Let me say something controversial.  Bible study is not the same as worship.  Indeed, every time we read teaching in the Scriptures we falsely presume that means a group of people gathered in a room with coffee and Bible in hand reading the Scriptures together.  That is NOT what teaching means.  Indeed, preaching and teaching are the same thing.  Apt to teach is not a reference to a good Bible study leader but to the teaching that comes from the pulpit.  It is the fallacy of reading the words within our current context instead of reading them through the lens of that Word itself.  Nobody in the world knew this thing we know as Bible study until modern times.  Luther never led a Bible study.  Neither did Augustine.  Neither did the Apostles.  Their preaching and teaching was either the public witness of the faith (what we might call evangelization) or within the Divine Service of God's people gathered around the Word and Table of the Lord.  Furthermore, we do not learn Scripture for the sake of curiosity or trivia but so that we might be strengthened in faith and walk as God's children.  This is what the pastor does as the dad of the congregational family -- treating “each one of you as a father treats his children, exhorting and encouraging you and insisting that you walk in a manner worthy of the God who calls you into his Kingdom and glory.” (1 Thessalonians 11-12)

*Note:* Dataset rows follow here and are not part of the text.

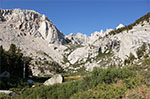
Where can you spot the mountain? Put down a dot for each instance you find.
(50, 50)
(33, 33)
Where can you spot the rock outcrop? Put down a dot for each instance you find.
(29, 22)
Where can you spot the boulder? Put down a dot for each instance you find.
(5, 74)
(54, 80)
(7, 92)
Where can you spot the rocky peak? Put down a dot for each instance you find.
(32, 23)
(119, 26)
(78, 38)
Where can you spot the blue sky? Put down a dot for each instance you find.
(85, 16)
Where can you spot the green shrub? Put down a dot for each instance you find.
(132, 82)
(57, 91)
(108, 75)
(103, 91)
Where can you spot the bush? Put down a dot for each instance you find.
(108, 75)
(132, 82)
(57, 91)
(102, 91)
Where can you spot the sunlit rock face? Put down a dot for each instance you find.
(29, 22)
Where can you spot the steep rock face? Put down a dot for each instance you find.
(78, 38)
(29, 22)
(34, 34)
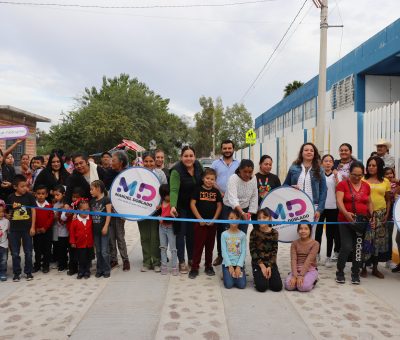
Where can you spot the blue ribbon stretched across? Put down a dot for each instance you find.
(194, 220)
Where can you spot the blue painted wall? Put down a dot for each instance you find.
(368, 58)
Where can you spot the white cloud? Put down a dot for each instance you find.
(48, 56)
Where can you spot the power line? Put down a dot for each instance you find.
(272, 54)
(228, 4)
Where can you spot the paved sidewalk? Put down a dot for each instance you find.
(134, 305)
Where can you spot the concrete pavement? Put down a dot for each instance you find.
(135, 305)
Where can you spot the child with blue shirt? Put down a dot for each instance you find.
(233, 246)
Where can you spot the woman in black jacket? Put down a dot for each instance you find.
(53, 174)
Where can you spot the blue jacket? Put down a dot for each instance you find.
(318, 187)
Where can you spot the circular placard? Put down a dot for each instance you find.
(287, 204)
(135, 191)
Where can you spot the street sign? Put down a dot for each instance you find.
(251, 137)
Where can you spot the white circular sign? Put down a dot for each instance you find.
(135, 191)
(13, 132)
(396, 214)
(287, 204)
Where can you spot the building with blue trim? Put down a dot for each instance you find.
(364, 80)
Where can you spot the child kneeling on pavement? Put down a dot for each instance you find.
(263, 250)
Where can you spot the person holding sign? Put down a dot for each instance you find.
(307, 175)
(149, 233)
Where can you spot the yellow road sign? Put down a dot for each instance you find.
(251, 137)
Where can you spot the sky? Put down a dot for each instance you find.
(48, 55)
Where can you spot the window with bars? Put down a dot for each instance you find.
(18, 151)
(342, 93)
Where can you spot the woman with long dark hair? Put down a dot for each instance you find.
(53, 174)
(241, 192)
(376, 240)
(185, 176)
(307, 175)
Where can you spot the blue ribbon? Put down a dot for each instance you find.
(173, 219)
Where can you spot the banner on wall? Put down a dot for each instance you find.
(291, 205)
(396, 214)
(135, 191)
(13, 132)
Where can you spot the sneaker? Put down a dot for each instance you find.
(355, 279)
(126, 266)
(328, 262)
(183, 269)
(390, 265)
(396, 269)
(193, 274)
(364, 273)
(335, 256)
(340, 277)
(217, 261)
(209, 271)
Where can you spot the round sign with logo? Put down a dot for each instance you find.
(135, 191)
(396, 214)
(287, 204)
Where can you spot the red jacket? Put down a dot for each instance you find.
(81, 235)
(44, 218)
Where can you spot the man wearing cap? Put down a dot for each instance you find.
(382, 149)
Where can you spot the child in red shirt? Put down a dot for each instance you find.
(81, 238)
(43, 232)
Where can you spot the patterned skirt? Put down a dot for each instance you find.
(376, 241)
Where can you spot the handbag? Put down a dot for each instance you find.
(360, 221)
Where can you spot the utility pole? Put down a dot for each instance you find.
(320, 133)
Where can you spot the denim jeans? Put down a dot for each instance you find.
(230, 282)
(15, 238)
(3, 261)
(185, 237)
(167, 236)
(102, 253)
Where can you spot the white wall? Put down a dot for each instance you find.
(380, 91)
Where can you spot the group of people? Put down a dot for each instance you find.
(342, 190)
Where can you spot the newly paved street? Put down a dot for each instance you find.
(135, 305)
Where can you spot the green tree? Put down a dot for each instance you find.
(235, 122)
(123, 108)
(291, 87)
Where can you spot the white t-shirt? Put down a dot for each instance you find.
(4, 228)
(331, 182)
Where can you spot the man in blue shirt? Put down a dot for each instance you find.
(225, 168)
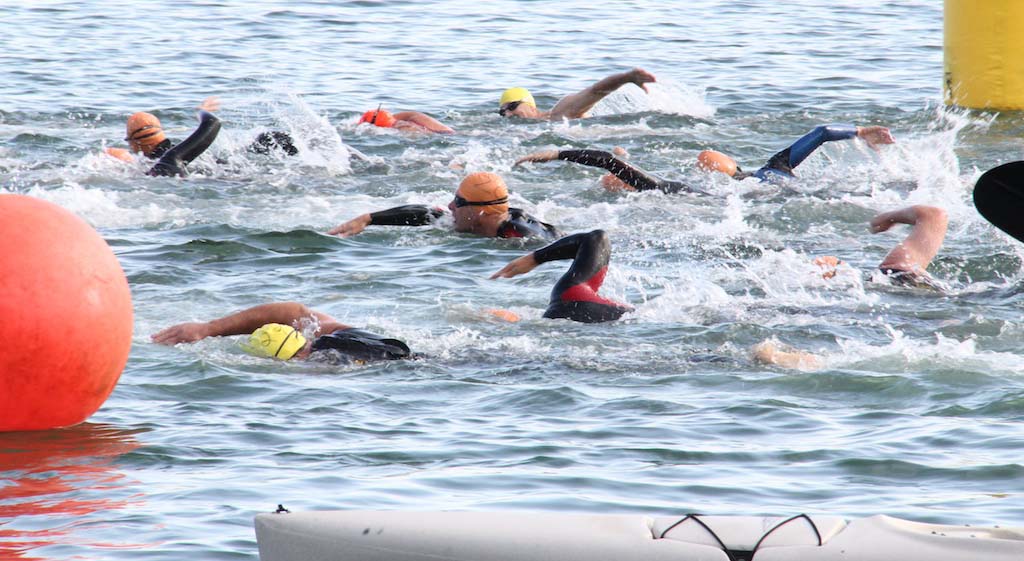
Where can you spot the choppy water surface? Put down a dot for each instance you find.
(916, 414)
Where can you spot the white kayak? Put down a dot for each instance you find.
(382, 535)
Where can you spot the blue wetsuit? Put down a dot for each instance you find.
(779, 167)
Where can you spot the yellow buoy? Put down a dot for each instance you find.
(984, 53)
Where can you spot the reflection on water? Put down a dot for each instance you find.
(59, 476)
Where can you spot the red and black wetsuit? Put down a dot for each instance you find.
(519, 223)
(173, 161)
(574, 296)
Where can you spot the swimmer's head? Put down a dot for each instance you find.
(716, 161)
(274, 341)
(378, 117)
(827, 263)
(512, 98)
(484, 190)
(143, 132)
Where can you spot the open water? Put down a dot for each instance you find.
(919, 412)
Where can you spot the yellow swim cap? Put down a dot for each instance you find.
(274, 341)
(517, 94)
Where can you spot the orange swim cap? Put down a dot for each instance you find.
(486, 187)
(827, 264)
(143, 132)
(380, 118)
(505, 315)
(716, 161)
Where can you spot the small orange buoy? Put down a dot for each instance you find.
(120, 154)
(67, 316)
(506, 315)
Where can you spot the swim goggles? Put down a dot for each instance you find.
(134, 136)
(508, 108)
(460, 202)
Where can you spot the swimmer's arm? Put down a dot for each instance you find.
(770, 352)
(806, 145)
(171, 163)
(561, 249)
(244, 322)
(924, 242)
(565, 248)
(424, 121)
(408, 215)
(577, 104)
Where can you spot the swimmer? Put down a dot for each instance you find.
(275, 331)
(779, 167)
(519, 102)
(145, 135)
(574, 296)
(480, 206)
(905, 264)
(408, 121)
(774, 353)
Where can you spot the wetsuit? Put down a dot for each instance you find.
(352, 345)
(574, 296)
(630, 175)
(519, 223)
(174, 160)
(265, 142)
(912, 279)
(779, 167)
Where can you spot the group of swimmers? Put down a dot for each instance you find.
(480, 206)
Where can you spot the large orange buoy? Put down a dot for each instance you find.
(66, 316)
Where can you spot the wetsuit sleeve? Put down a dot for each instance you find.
(630, 175)
(175, 160)
(521, 224)
(409, 215)
(792, 157)
(574, 295)
(587, 263)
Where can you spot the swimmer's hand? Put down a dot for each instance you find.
(353, 226)
(641, 78)
(182, 333)
(876, 136)
(517, 266)
(884, 221)
(543, 156)
(210, 104)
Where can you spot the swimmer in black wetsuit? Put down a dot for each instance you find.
(778, 167)
(574, 296)
(480, 206)
(276, 332)
(145, 136)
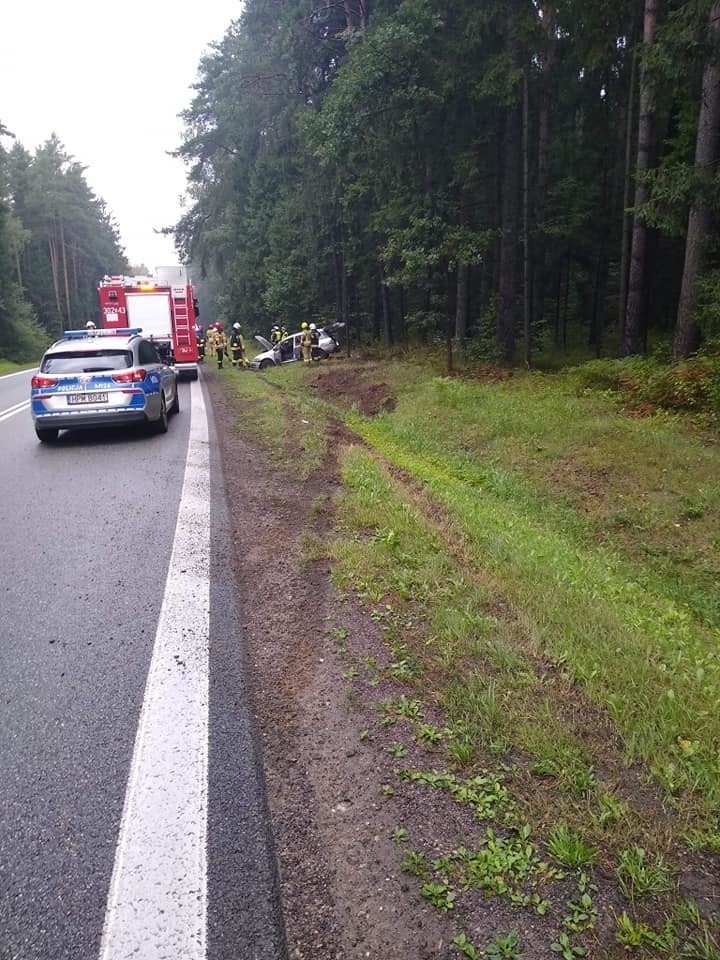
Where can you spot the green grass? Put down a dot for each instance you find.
(7, 366)
(292, 428)
(639, 653)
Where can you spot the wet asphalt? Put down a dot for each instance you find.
(86, 531)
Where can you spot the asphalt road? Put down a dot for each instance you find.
(87, 531)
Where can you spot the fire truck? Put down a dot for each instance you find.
(163, 306)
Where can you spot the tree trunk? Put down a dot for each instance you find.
(54, 268)
(687, 330)
(547, 61)
(632, 335)
(462, 303)
(507, 299)
(627, 216)
(527, 287)
(386, 313)
(65, 273)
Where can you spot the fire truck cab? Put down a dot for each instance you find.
(163, 307)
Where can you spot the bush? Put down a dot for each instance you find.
(690, 385)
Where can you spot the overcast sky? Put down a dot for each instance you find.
(110, 79)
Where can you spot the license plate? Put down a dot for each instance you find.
(87, 398)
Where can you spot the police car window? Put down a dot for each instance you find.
(147, 353)
(87, 361)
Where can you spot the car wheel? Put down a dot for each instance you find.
(161, 424)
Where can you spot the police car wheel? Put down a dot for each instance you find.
(46, 434)
(161, 424)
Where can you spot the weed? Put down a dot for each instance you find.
(505, 948)
(638, 877)
(485, 793)
(612, 810)
(466, 947)
(634, 933)
(429, 735)
(570, 849)
(340, 636)
(416, 864)
(439, 895)
(702, 946)
(566, 948)
(581, 913)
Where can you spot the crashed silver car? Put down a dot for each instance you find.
(288, 349)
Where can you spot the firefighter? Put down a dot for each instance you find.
(237, 348)
(220, 342)
(306, 342)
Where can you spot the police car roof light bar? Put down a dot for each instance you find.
(114, 332)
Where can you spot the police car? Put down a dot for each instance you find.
(102, 378)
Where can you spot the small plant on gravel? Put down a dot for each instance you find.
(702, 946)
(340, 636)
(612, 810)
(408, 709)
(466, 947)
(638, 877)
(460, 750)
(505, 948)
(570, 849)
(400, 835)
(485, 793)
(429, 735)
(582, 913)
(415, 864)
(566, 948)
(634, 933)
(439, 895)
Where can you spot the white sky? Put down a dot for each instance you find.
(110, 79)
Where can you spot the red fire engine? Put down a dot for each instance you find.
(166, 311)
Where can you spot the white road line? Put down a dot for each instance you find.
(11, 411)
(157, 905)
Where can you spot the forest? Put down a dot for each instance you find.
(504, 177)
(57, 239)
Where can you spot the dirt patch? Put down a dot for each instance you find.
(342, 891)
(346, 385)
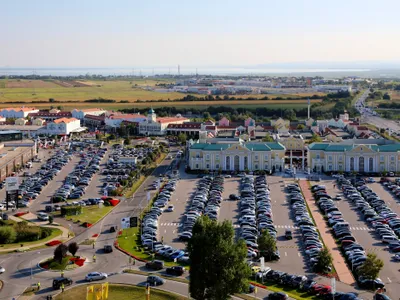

This teaching and preaching is hard.  It is not easy to do or to hear.  Indeed, we are reminded that when it got too difficult,  “From this time many of his disciples turned back and no longer followed him.” (John 6:66)  But the message did not change even though people turned away or fell away.  Faithfulness is how God judges us and not by the success factors of the spreadsheet.  Our churches are not dying because we are not practicing good business decisions.  They are dying because either we are no longer distinctive for the cause of the Gospel and so have been judged irrelevant by the people or else we have been faithless and merely offer them a faint echo of what the world is already saying.  Nobody in business cares about second best and the churches who say back to people what they have said to them are a day late and a dollar short.  We ought to be saying what God has said -- back to Him in worship and before the world in witness.  

Programs will not save a church in decline facing a world unfriendly to the cause of Christ.  But the witness of Sunday morning will stand unmistakably among the nations in testament to the eternal Gospel by a people who confess this their highest treasure and unity.  Faithful preaching will flow out of this liturgy and call the hearer back as the singular most important claim upon them and the time of their lives.  Catechesis is not a supplement to what happens on Sunday morning but what flows out of that Word and Sacrament, strengthening us in the face of opposition and persecution and building us up so that this Gospel may be the center and foundation of our lives and our homes.  The Church will not decline for lack of programs but she will surely suffer for the lack of faithful preaching, faithful liturgy, and faithful catechesis.